The disorder has been associated with various mutations in the SLC52A2 and SLC52A3 genes. This gene is thought to be involved in transport of riboflavin.

==Diagnosis==
Diagnosis requires a neurological examination and neuroimaging can be helpful. Genetic testing is able to identify genetic mutations underlying BVVL.

BVVL can be differentially diagnosed from similar conditions like Fazio-Londe syndrome and amyotrophic lateral sclerosis, in that those two conditions don't involve sensorineural hearing loss, while BVVL, Madras motor neuron disease, Nathalie syndrome, and Boltshauser syndrome do. Nathalie syndrome does not involve lower cranial nerve symptoms, so it can be excluded if those are present. If there is evidence of lower motor neuron involvement, Boltshauser syndrome can be excluded. Finally, if there is a family history of the condition, then BVVL is more likely than MMND, as MMND tends to be sporadic.

==Treatment==
As of 2017, there were case reports that treatment with high doses of riboflavin 5 phosphate can halt the progress of Brown–Vialetto–Van Laere syndrome and in some cases can improve symptoms.
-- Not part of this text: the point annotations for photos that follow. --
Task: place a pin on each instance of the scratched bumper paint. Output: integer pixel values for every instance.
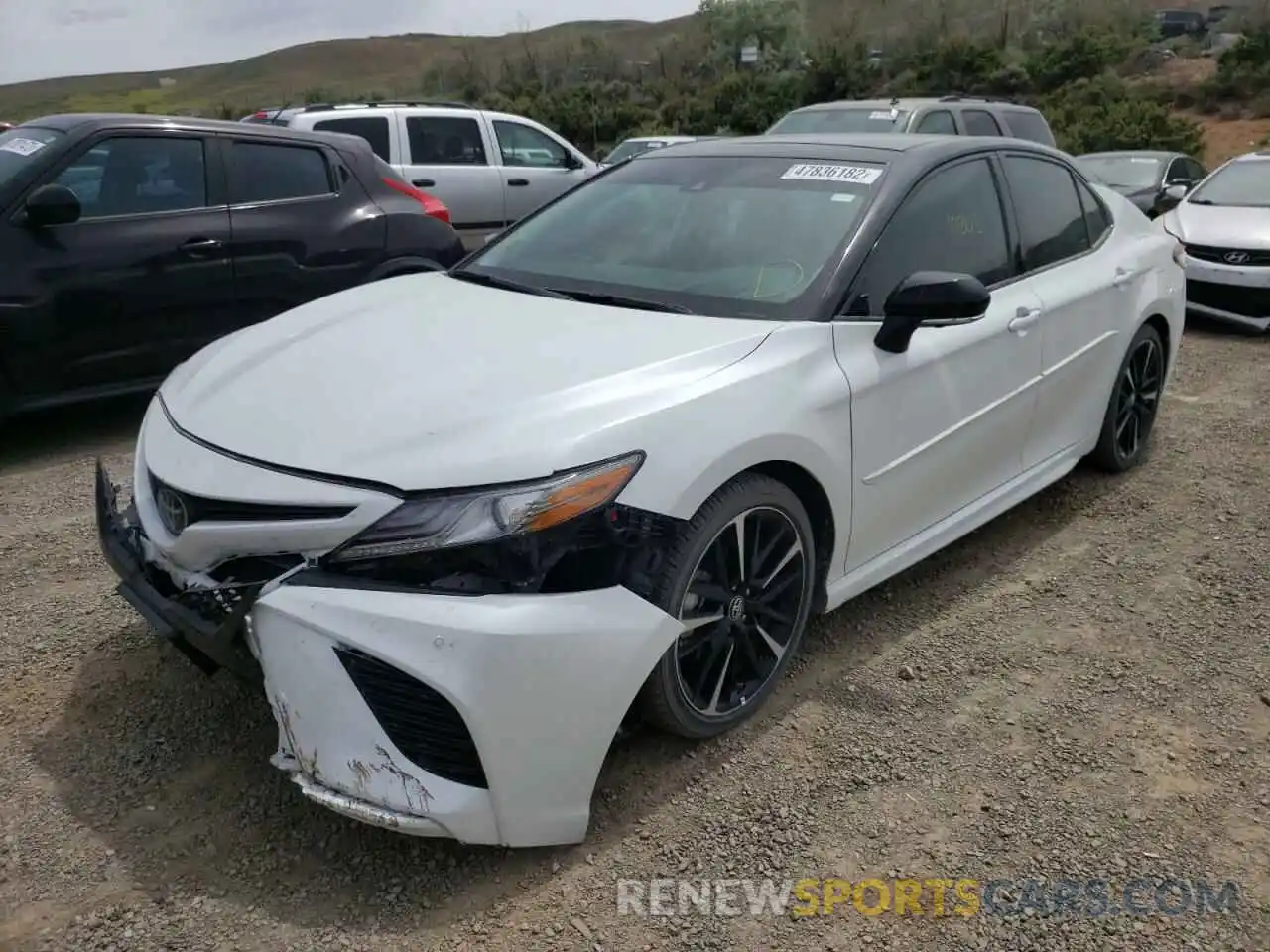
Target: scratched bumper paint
(541, 680)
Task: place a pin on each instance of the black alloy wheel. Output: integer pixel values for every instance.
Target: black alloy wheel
(1134, 404)
(740, 581)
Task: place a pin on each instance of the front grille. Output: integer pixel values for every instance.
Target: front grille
(420, 721)
(1233, 298)
(204, 509)
(1206, 253)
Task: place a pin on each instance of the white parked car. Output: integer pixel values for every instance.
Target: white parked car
(490, 169)
(467, 525)
(1224, 227)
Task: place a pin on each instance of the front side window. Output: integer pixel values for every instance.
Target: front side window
(1051, 218)
(273, 173)
(980, 123)
(137, 176)
(524, 145)
(444, 140)
(842, 121)
(730, 236)
(372, 128)
(1121, 171)
(22, 146)
(952, 222)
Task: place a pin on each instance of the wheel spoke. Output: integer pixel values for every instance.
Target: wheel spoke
(772, 644)
(694, 624)
(790, 555)
(738, 526)
(722, 679)
(769, 612)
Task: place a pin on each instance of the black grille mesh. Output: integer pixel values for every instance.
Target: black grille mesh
(420, 721)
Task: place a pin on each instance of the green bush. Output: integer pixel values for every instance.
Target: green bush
(1103, 114)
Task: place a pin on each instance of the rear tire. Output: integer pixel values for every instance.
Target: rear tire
(742, 576)
(1130, 414)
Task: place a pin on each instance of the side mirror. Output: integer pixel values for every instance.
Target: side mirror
(53, 204)
(929, 298)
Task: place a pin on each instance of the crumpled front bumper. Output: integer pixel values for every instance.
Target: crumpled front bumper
(509, 702)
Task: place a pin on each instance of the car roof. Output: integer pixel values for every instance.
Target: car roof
(70, 122)
(1133, 153)
(860, 146)
(908, 104)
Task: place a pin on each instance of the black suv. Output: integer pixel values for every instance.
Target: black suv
(131, 241)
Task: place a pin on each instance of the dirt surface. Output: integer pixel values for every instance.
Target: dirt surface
(1080, 689)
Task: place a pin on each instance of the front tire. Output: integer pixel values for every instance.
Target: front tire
(1130, 414)
(740, 578)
The first report of BVVL syndrome in Japanese literature was of a woman that had BVVL and showed improvement after such treatments. The patient was a sixty-year-old woman who had symptoms such as sensorineural deafness, weakness, and atrophy since she was 15 years old. Around the age of 49 the patient was officially diagnosed with BVVL, intubated, and then attached to a respirator to improve her CO₂ narcosis. After the treatments, the patient still required respiratory assistance during sleep; however, the patient no longer needed assistance by a respirator during the daytime.

==Prognosis==
The clinical course of BVVL can vary from one patient to another. There have been cases with progressive deterioration, deterioration followed by periods of stabilization, and deterioration with abrupt periods of increasing severity.

The syndrome has previously been considered to have a high mortality rate but the initial response of most patients to the riboflavin protocol are very encouraging and seem to indicate a significantly improved life expectancy could be achievable. There are three documented cases of BVVL where the patient died within the first five years of the disease. On the contrary, most patients have survived more than 10 years after the onset of their first symptom, and several cases have survived 20–30 years after the onset of their first symptom.

Families with multiple cases of BVVL and, more generally, multiple cases of infantile progressive bulbar palsy can show variability in age of disease onset and survival. Dipti and Childs described such a situation in which a family had five children that had Infantile PBP. In this family, three siblings showed sensorineural deafness and other symptoms of BVVL at an older age. The other two siblings showed symptoms of Fazio-Londe disease and died before the age of two.

==Epidemiology==
Between 2010 and 2024, the Cure RTD Patient Registry documented over 400 patients with genetically confirmed RTD. This includes, ~200 individuals with RTD type 2 and ~200 individuals with RTD type 3, of which over 200 are reported in the literature. Approximately 59% of reported patients are females.

==History==
The syndrome was first described by Charles Brown in 1894; further accounts by Vialetto and Van Laere followed in 1936 and 1966, respectively. The connection between the syndrome and riboflavin-transporting genes was first demonstrated in 2010, which led to the term "riboflavin transporter deficiency" emerging as an alternative name for the disorder.